A herbicide-free weed control trial by Cambridge City Council in the wards of Newnham and Arbury will be extended to include West Chesterton and Trumpington this year.

Councillors agreed to expand the trial area at its environment and community scrutiny committee on March 23 and to continue the development of the Happy Bee Street Scheme.

Previous herbicide damage to grass verges in the Newnham ward. Picture: Richard Marsham
Previous herbicide damage to grass verges in the Newnham ward. Picture: Richard Marsham

In the four trial wards, the council will use mechanical sweeping and hand tools, such as hoes and spades, in place of herbicide, to manage unwanted vegetation.

Cllr Alex Collis (Lab, Kings Hedges), executive councillor for open spaces, said: “Expanding the trial highlights our commitment to moving towards a herbicide free Cambridge in a way that works best for the whole city.
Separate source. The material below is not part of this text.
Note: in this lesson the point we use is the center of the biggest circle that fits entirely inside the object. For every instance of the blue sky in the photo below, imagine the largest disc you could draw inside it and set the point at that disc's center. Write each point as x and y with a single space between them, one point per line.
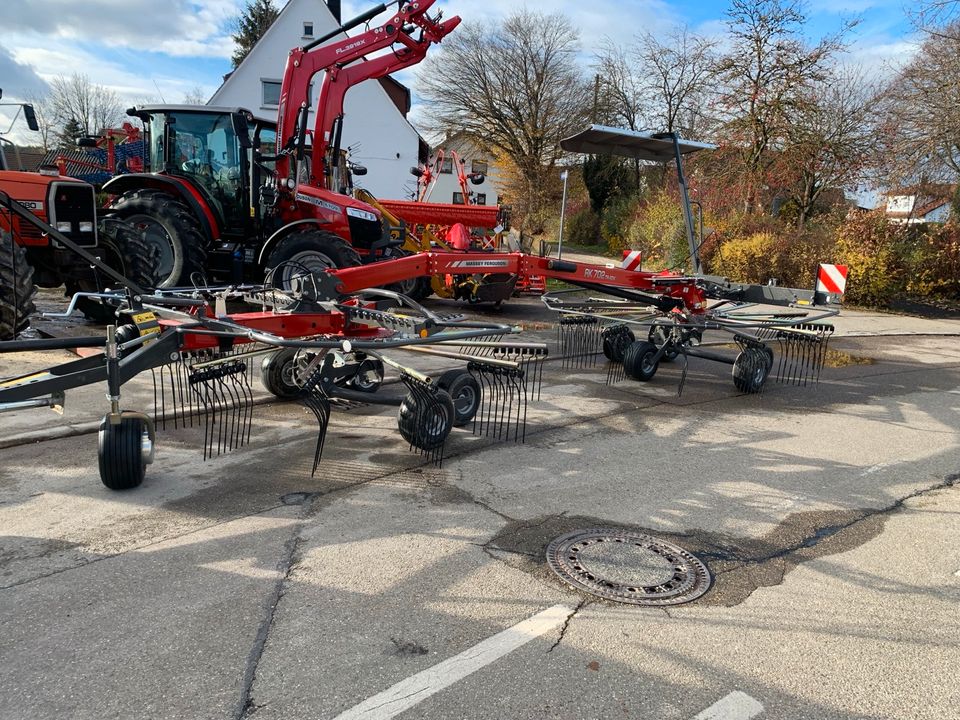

“Maintaining our streets and open spaces should not have to come at the cost of harming the environment. We hope that this trial continues to show that it is possible to implement other methods of managing unwanted vegetation in our streets and open spaces. This is for the benefit of both people, in terms of their accessibility and safety; and wildlife, including bees and other pollinators.

“The use of non-chemical weed control helps us to work towards our clear commitment to a pesticide free Cambridge. This contributes to our overall aim of improving biodiversity in the city.”

The trial forms part of the council’s Herbicide Reduction Plan, which was adopted in 2022.

The council also stopped using herbicides in playgrounds and parks and other open spaces that it manages in 2019.

Meanwhile, the Happy Bee Streets project encourages communities to look after their own streets without using weed killers.

Julia Shaw and Ben Greig, of Pesticide-Free Cambridge, said: “It’s good news that the herbicide free trials are being expanded from two to four wards, alongside a general reduction of spraying schedules that has arisen in part from the county council’s decision to stop using herbicide to control vegetation growth on the county public highway network.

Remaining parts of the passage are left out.